こうした Smalltalk-76/-80 スタイルの GUI が形作られた経緯については、有名な '81 年の BYTE 誌、俗に言う Smalltalk 特集号にラリー・テスラーが寄稿した文章が比較的くわしいです。冒頭部分に目を通せばすぐ分かると思いますが、Mac にも受け継がれたモードレスの精神は、ここから始まっているのですね。(じつは Mac のオリジナルだとの誤解も多い)コピー/カット&ペースト操作が Smalltalk システム上で試行錯誤された過程にも触れられています。


コピー/カット&ペースト操作といえば、「Origins of the Apple Human Interface」では、Lisa(や、その後継者である Mac )が Smalltalk システムに倣った方式に落ち着くまでのやりとりが、生々しく語られていて面白いです。じつは信じられないことに、別の選択肢もあったのですね。 結局さいごは、彼ら Lisa 開発チームが重視していた(そして Smalltalk システムではあまり行なわれなかった/行なうことが許されなかった)テストユーザーによる評価が決め手になったというくだりは、個人的にはとても興味深いです(反語的に)。まあ、とにかく Mac の Edit メニューが Move、Copy and Delete、Transpose とかにならずにすんだのは幸いでした(^_^;)。

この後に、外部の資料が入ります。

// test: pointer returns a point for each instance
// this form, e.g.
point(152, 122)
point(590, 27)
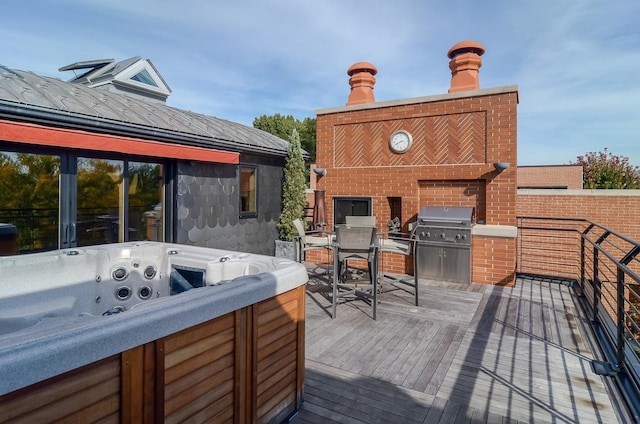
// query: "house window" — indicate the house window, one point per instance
point(350, 206)
point(248, 191)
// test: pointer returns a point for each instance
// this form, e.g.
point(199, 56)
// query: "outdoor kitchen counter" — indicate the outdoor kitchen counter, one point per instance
point(506, 231)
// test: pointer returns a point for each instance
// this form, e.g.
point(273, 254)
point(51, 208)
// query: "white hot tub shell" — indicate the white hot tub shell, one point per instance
point(64, 309)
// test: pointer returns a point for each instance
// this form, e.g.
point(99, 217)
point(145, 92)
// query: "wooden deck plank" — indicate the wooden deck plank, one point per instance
point(468, 354)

そうそう、この資料で謎もひとつ解けました。 満を持して(?)公開されたごく初期の Lisa のプロトタイプが Smalltalk システムそっくりだったのに(ビル・アトキンソンには大変申し訳ないとは思いつつ…)つい笑みがこぼれてしまったことは前にも書きましたが、まだプルダウンメニューが発明されていないこのとき、ポップアップメニューは(ワンボタンのマウスで)どのように出していたのだろう…という点について新たな疑問が生じたわけです。これは、初期の Lisa プロトタイプは2ボタンマウスだった…ということで決着がつきました。つまるところ、ウインドウシェード(ウインドウタイトルのみ表示)同様、コンテキストメニュー(右クリックメニュー)も、いったん廃止の憂き目にあってからの復活だったことになるわけですね。